4. Toutefois, il ressort des pièces du dossier que la cheffe de service a signalé, le 4 novembre 2019, les difficultés relationnelles entretenues par M. A avec les infirmières du service ainsi que la formalisation de prescriptions médicales dangereuses pour les patients. Un pharmacien de l’établissement a également confirmé le caractère dangereux de ces prescriptions, précisant qu’elles « ne respectent aucun consensus établi en gériatrie », et ajouté les difficultés de l’intéressé à coopérer avec les autres membres de l’équipe médicale, à l’origine d’une désorganisation du service. Plusieurs infirmières ont également signalé des difficultés relationnelles et une absence de bienveillance vis-à-vis des patients. La circonstance que les plaintes déposées par M. A à l’encontre de sa cheffe de service et du pharmacien précité auprès, respectivement, du conseil de l’ordre des médecins et de celui de l’ordre des pharmaciens, aient donné lieu à une conciliation entre les intéressés n’est pas de nature à remettre en cause la matérialité des faits concordants relevés dans ces différents documents. Dans ces conditions, l’insuffisance professionnelle de M. A justifiait la mesure de licenciement prise à son encontre. Par suite, l’irrégularité dont est entachée cette décision n’est pas de nature à ouvrir à M. A un droit à indemnité.
Sur les conclusions indemnitaires subsidiaires :
5. En vertu des dispositions du 5° de l’article R. 6152-415 du code de la santé publique, un préavis d’une durée d’un mois est prévu en cas de résiliation anticipée d’un contrat de praticien hospitalier conclu pour une durée inférieure à six mois. S’il est constant qu’aucun délai de préavis n’a en l’espèce été respecté par le centre hospitalier de Blois, ce dernier fait valoir sans être contredit qu’il n’est pas établi que M. A n’a pas retrouvé d’emploi avant la fin de la période de préavis qui aurait dû être respectée. Par suite, à défaut de démontrer que la privation du bénéfice du préavis ait été à l’origine d’un préjudice, M. A ne saurait prétendre à une indemnisation à ce titre.
6. Il résulte de tout ce qui précède que M. A n’est pas fondé à soutenir que c’est à tort que, par le jugement attaqué, les premiers juges ont rejeté sa demande.
Sur les conclusions relatives aux frais d’instance :
7. Les dispositions de l’article L. 761-1 du code de justice administrative font obstacle à ce que soit mise à la charge du centre hospitalier de Blois la somme que M. A demande au titre des frais exposés dans la présente instance. Il n’y a pas lieu, dans les circonstances de l’espèce, de mettre à la charge de M. A la somme que le centre hospitalier demande au même titre.
D É C I D E :
Article 1er : La requête de M. A est rejetée.

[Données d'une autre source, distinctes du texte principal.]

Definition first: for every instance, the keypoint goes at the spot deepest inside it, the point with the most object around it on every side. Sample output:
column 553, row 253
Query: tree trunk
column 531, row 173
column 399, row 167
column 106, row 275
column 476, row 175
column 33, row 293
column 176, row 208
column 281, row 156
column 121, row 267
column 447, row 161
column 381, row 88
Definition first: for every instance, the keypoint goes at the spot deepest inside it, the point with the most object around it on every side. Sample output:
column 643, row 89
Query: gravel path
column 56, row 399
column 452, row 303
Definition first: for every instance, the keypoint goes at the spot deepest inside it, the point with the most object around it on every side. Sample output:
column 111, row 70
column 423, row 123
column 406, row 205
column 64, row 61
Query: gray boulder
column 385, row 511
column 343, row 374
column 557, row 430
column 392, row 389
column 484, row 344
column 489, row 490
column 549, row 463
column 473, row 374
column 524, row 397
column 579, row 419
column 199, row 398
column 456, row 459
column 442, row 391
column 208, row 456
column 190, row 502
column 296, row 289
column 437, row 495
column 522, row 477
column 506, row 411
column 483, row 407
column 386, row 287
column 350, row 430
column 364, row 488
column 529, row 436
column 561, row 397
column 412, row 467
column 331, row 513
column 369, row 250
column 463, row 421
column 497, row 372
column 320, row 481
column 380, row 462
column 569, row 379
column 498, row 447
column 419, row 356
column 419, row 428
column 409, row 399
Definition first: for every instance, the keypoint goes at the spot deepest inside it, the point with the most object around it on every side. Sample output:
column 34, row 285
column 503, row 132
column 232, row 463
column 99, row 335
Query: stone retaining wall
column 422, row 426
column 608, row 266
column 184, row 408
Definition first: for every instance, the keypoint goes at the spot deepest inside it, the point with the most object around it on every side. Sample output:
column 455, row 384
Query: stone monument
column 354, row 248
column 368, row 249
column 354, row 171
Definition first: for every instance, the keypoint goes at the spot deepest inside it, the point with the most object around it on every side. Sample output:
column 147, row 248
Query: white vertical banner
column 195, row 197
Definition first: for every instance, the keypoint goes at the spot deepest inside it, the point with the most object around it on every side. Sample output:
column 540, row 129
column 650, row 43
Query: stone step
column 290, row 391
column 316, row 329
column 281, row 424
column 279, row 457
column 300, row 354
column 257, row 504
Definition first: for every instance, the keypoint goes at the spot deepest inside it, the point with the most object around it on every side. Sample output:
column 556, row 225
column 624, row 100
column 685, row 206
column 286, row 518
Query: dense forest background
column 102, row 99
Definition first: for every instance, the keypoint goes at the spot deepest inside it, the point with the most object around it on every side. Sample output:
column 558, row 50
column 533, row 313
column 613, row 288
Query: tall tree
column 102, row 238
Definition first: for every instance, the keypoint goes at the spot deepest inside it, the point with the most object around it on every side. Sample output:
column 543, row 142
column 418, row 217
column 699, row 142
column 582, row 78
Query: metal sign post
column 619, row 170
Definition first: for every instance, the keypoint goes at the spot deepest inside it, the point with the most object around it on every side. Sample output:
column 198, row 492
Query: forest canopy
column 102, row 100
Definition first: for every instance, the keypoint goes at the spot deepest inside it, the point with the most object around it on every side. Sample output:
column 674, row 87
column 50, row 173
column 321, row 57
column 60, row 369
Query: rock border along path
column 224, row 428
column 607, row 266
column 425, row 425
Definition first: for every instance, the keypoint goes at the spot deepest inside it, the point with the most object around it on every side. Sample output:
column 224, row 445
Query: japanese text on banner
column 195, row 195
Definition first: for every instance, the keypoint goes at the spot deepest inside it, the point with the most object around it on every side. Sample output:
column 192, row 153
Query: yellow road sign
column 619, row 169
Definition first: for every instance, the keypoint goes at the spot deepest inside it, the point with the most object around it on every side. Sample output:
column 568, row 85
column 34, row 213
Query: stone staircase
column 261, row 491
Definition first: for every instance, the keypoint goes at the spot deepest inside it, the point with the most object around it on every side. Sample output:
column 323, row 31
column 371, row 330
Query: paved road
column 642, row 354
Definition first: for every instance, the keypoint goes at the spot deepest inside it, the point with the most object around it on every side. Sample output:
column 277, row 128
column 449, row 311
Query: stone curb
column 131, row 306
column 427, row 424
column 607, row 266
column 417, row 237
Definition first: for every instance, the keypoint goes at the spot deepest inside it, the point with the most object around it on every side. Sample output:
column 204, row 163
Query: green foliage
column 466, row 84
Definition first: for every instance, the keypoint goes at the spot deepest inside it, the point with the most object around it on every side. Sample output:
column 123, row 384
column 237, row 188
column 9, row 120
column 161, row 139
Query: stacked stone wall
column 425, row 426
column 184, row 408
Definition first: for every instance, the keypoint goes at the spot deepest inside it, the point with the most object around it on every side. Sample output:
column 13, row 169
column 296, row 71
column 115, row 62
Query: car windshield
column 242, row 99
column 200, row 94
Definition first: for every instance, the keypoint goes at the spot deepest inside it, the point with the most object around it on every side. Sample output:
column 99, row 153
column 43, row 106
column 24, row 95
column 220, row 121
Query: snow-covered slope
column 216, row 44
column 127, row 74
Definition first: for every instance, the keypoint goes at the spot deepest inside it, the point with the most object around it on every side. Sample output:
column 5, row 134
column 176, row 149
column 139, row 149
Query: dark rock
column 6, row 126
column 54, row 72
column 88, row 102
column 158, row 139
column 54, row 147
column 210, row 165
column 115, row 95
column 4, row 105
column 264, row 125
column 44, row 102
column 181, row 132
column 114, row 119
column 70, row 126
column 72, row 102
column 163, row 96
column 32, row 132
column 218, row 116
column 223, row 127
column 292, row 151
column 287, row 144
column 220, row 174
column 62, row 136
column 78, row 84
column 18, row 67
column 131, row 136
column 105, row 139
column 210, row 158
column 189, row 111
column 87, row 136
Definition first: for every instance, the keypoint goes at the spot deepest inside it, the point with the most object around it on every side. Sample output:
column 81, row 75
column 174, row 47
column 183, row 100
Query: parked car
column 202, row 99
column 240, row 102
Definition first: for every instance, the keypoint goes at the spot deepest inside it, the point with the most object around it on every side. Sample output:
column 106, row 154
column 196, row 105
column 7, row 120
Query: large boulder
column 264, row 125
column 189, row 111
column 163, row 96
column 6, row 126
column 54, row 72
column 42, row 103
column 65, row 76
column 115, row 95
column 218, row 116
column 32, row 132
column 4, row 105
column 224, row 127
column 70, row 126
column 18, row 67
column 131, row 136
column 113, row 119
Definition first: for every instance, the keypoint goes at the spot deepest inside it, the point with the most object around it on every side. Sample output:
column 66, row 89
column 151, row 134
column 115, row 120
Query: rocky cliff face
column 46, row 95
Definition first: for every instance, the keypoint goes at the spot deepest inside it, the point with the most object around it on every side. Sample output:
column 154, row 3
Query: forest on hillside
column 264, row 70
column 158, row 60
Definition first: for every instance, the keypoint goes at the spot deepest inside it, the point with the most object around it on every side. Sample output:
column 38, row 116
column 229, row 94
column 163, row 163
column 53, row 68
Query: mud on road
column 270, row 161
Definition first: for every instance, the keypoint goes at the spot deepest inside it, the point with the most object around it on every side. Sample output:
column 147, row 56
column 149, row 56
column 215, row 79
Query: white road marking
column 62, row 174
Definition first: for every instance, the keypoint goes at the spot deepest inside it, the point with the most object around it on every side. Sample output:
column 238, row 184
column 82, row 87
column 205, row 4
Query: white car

Article 2 : Les conclusions présentées par le centre hospitalier de Blois sur le fondement des dispositions de l’article L. 761-1 du code de justice administrative sont rejetées.
Article 3 : Le présent arrêt sera notifié à M. B A et au centre hospitalier de Blois.
Délibéré après l’audience du 27 mai 2025, à laquelle siégeaient :
Mme Versol, présidente de chambre,
Mme Le Gars, présidente-assesseure,
Mme Troalen, première conseillère.
Rendu public par mise à disposition au greffe le 10 juin 2025.
La rapporteure,
E. TroalenLa présidente,
F. Versol
La greffière,
A. Gauthier
La République mande et ordonne à la ministre du travail, de la santé, des solidarités et des familles en ce qui la concerne ou à tous commissaires de justice à ce requis en ce qui concerne les voies de droit commun, contre les parties privées, de pourvoir à l’exécution de la présente décision.